A oposição enfim acordou e convidou Joice Hasselmann e o Delegado Waldir para a CPMI das Fake News. Waldir é o ex-líder, deposto por Eduardo, que se referiu a Jair Bolsonaro como “vabagundo” e “essa porra”, afirmou ter uma gravação capaz de derrubá-lo e informou que não se subordina a “nenhum presidente”. Ao ouvir o áudio do Queiroz (que diz ainda ter influência com os Bolsonaro e será convidado para a CPMI também), Waldir entendeu que “em nenhum momento a rachadinha parou” e disparou: “ao fingir que a corrupção não ocorre, é visível que ele (Bolsonaro) se afastou das propostas de campanha”.

Ex-líder do PSL no Congresso, Joice foi destituída pelo presidente, e o acusa de ingrato. Diz que Eduardo é canalha, picareta, moleque e zero à esquerda (Eduardo é zero à esquerda e três à direita), e assinou pedido para destituí-lo do comando do PSL de São Paulo. Afirma que os filhos de Bolsonaro controlam “milícias digitais” com 1.500 perfis falsos para difamar e disseminar notícias falsas, e que se produz material “dentro do gabinete do presidente”. Promete dar detalhes na CPMI.

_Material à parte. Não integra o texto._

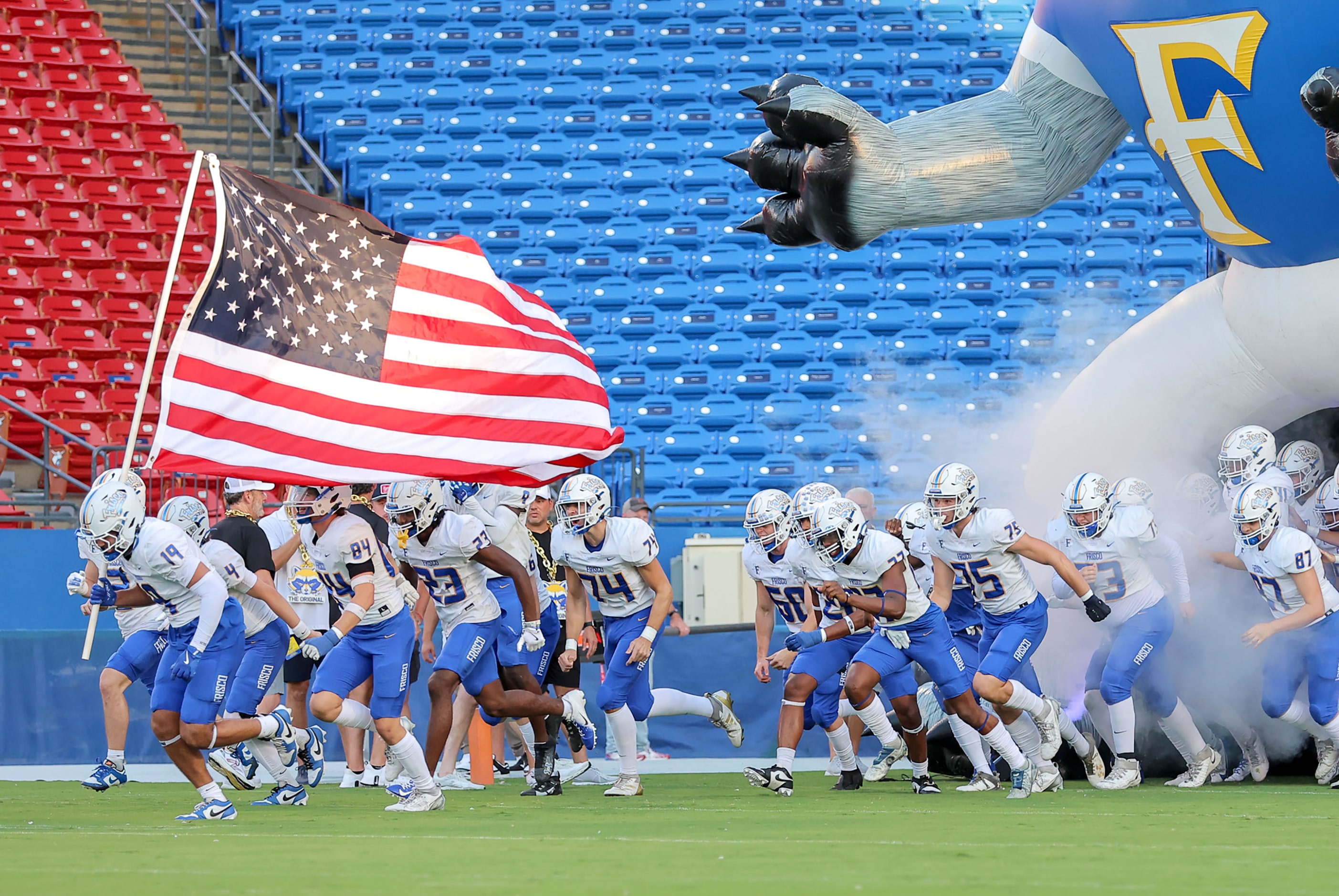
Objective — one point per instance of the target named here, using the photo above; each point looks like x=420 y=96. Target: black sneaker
x=924 y=784
x=774 y=779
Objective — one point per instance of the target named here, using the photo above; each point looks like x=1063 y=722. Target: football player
x=872 y=573
x=614 y=560
x=205 y=641
x=1302 y=641
x=448 y=553
x=984 y=548
x=1109 y=542
x=768 y=545
x=373 y=638
x=268 y=621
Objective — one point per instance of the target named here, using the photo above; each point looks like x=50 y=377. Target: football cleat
x=883 y=764
x=1202 y=767
x=723 y=717
x=283 y=796
x=1255 y=756
x=1093 y=765
x=981 y=782
x=210 y=811
x=1049 y=779
x=575 y=716
x=1125 y=774
x=105 y=776
x=241 y=776
x=1049 y=726
x=774 y=779
x=419 y=802
x=924 y=784
x=314 y=756
x=627 y=785
x=1022 y=781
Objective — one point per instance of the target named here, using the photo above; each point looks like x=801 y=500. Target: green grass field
x=690 y=833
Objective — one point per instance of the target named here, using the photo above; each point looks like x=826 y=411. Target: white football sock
x=267 y=754
x=1122 y=726
x=1004 y=745
x=1299 y=714
x=409 y=753
x=1100 y=714
x=1025 y=699
x=970 y=740
x=624 y=729
x=1029 y=740
x=840 y=740
x=354 y=716
x=671 y=702
x=876 y=719
x=1184 y=728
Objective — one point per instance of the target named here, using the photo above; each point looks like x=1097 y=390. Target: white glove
x=532 y=638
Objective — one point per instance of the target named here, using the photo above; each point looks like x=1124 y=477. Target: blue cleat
x=314 y=756
x=283 y=796
x=105 y=777
x=284 y=740
x=210 y=811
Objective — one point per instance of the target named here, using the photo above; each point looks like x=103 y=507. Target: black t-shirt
x=248 y=540
x=381 y=528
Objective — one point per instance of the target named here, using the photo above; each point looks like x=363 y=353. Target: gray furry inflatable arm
x=844 y=177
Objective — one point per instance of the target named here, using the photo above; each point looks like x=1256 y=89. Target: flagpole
x=149 y=364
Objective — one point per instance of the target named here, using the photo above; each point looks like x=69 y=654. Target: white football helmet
x=1258 y=503
x=110 y=519
x=1245 y=453
x=1303 y=462
x=955 y=481
x=806 y=499
x=837 y=531
x=1328 y=505
x=1200 y=490
x=315 y=503
x=187 y=513
x=915 y=516
x=129 y=477
x=1088 y=495
x=414 y=507
x=1132 y=492
x=583 y=501
x=770 y=507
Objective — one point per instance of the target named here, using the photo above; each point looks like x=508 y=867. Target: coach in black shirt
x=245 y=501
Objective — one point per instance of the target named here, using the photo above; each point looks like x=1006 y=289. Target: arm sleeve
x=213 y=595
x=1168 y=550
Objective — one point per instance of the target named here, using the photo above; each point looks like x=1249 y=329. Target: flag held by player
x=324 y=347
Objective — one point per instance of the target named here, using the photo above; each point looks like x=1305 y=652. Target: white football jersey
x=612 y=570
x=1124 y=578
x=350 y=540
x=879 y=552
x=981 y=559
x=129 y=619
x=239 y=579
x=781 y=583
x=1288 y=552
x=446 y=568
x=162 y=562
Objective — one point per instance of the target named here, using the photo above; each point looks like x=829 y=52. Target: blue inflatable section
x=52 y=712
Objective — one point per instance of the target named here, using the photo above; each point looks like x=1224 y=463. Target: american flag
x=327 y=349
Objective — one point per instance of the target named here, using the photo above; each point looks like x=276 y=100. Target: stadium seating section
x=580 y=142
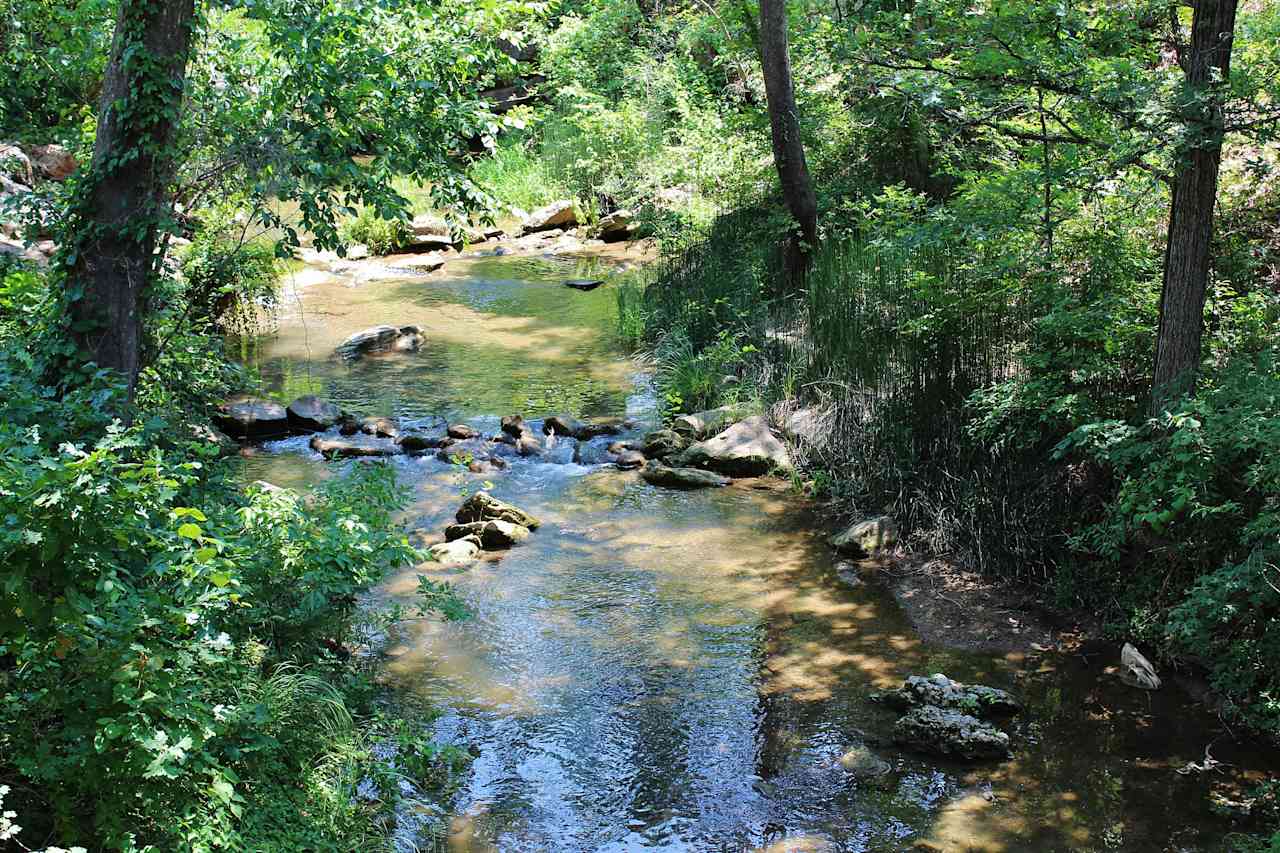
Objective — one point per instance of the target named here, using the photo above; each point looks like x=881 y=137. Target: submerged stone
x=312 y=414
x=746 y=448
x=681 y=478
x=483 y=506
x=950 y=734
x=243 y=416
x=492 y=533
x=662 y=443
x=351 y=448
x=867 y=538
x=942 y=692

É bom Eduardo pacificar o partido rápido: se Joice e Waldir depuserem na fúria em que estão, o estrago pode ser grande. Melhor Jair se preparando para bradar “Banzai!” novamente.

E, enquanto isso, o Supremo Tribunal Federal vai demonstrando que Stefan Zweig, que disse que o Brasil é o país do futuro, estava certo, mas que mais certo estava De Gaulle, que esclareceu que continuaremos sendo o país do futuro indefinidamente. “Dez mil anos!”, diria Naruhito.